IS: All time favorite? Very difficult, a list inevitably colored by
childhood. The only criterion is that these are books I have loved. The
choice is from:
- Laurence Sterne, Tristram Shandy
- Jane Austen, Pride and Prejudice
- Charles Dickens, Hard Times
- Henry Mayhew, London Labour and the London Poor
- Rudyard Kipling, The Jungle Books
- Dion Clayton Calthrop, The Guide to Fairyland
- H. G. Wells, Tono-Bungay
- John Buchan, Witch Wood
- Mulk Raj Anand, Untouchable
- George Orwell, Animal Farm
- Don Marquis, The Annotated Archy and Mehitabel
- Lawrence Durrell, The Alexandria Quartet
- Henry Miller, Tropic of Cancer
- Mikhail Bulgakov, The Master and Margarita
- Saadat Hasan Manto, every short story he ever wrote
- John Steinbeck, Tortilla Flat
- J. R. R. Tolkien, The Lord of the Rings
- William Golding, Pincher Martin
- Vladimir Nabokov, Ada
- Nikos Kazantzakis, The Odyssey: A Modern Sequel
- Gerald Durrell, My Family and Other Animals
- Terry Southern, Blue Movie
- Hunter S. Thompson, Fear and Loathing in Las Vegas
- Susan Wills Goss, Memory's Dancer
- Iris Murdoch, The Sea, the Sea
- Paul Scott, Staying On
- Umberto Eco, Foucault's Pendulum
- Salman Rushdie, Midnight's Children
- Julian Barnes, Flaubert's Parrot
- Kazuo Ishiguro, The Unconsoled
- Annie Proulx, The Shipping News
- Richard Flanagan, Gould's Book of Fish
I hate to choose, but if forced, I'll say Lawrence Durrell. His work is not
to everyone's taste, but he was a writer's writer and had lived a very romantic,
literary life, ending up in the south of France, not far from where we now live.
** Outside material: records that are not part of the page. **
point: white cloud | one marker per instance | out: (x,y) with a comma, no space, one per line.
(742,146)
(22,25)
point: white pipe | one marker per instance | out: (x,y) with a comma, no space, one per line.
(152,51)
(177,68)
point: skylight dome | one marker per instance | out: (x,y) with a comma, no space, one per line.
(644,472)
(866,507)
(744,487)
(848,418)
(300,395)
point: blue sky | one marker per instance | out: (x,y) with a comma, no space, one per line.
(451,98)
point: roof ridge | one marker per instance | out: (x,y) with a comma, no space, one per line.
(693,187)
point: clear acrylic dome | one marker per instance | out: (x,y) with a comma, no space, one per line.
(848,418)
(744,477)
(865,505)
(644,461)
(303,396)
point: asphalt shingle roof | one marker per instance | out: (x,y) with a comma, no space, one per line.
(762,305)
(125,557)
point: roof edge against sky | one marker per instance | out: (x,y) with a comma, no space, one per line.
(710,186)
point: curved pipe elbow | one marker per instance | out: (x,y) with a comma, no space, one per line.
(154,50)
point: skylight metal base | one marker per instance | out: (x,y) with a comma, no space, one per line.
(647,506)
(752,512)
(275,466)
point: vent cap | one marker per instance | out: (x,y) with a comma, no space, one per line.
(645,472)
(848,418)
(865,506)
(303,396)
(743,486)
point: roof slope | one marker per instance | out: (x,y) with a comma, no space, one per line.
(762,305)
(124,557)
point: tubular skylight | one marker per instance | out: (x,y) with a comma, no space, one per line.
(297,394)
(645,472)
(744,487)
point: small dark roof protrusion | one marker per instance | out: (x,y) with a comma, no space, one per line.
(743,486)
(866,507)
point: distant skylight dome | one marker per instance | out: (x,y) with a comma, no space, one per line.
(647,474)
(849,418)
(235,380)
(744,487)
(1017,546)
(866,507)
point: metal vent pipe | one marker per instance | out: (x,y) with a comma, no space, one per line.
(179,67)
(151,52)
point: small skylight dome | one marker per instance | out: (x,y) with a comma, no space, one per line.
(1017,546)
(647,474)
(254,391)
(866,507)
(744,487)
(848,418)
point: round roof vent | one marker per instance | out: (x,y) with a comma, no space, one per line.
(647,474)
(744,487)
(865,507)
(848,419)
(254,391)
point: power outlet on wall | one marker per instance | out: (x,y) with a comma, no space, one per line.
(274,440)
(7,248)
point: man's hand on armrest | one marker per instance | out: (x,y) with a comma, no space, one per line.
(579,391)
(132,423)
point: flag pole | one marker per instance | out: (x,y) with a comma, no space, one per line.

Nearly thirty years ago, Vickie and I backpacked around France in a sort of
homage. I carried a portable typewriter and recall tapping away on a table under
a tree with ripe plums splatting all around, smoldering Gitane and glass of wine
to hand. I felt like a real writer, just like Larry Durrell.
MT: Do you have any tips for the aspiring writer?
IS: Work hard and don't give up. Don't be discouraged if you can't find an
agent or a publisher. The Internet is changing things. There are now many more
ways to find a readership. Believe in your characters, and write for the sheer
joy of it. I have some stuff for writers on my Web site, www.indrasinha.com,
plus an even longer list of classic fiction.
MT: Anything else you would like to say?
IS: Buy Animal's People, or Animal will get you.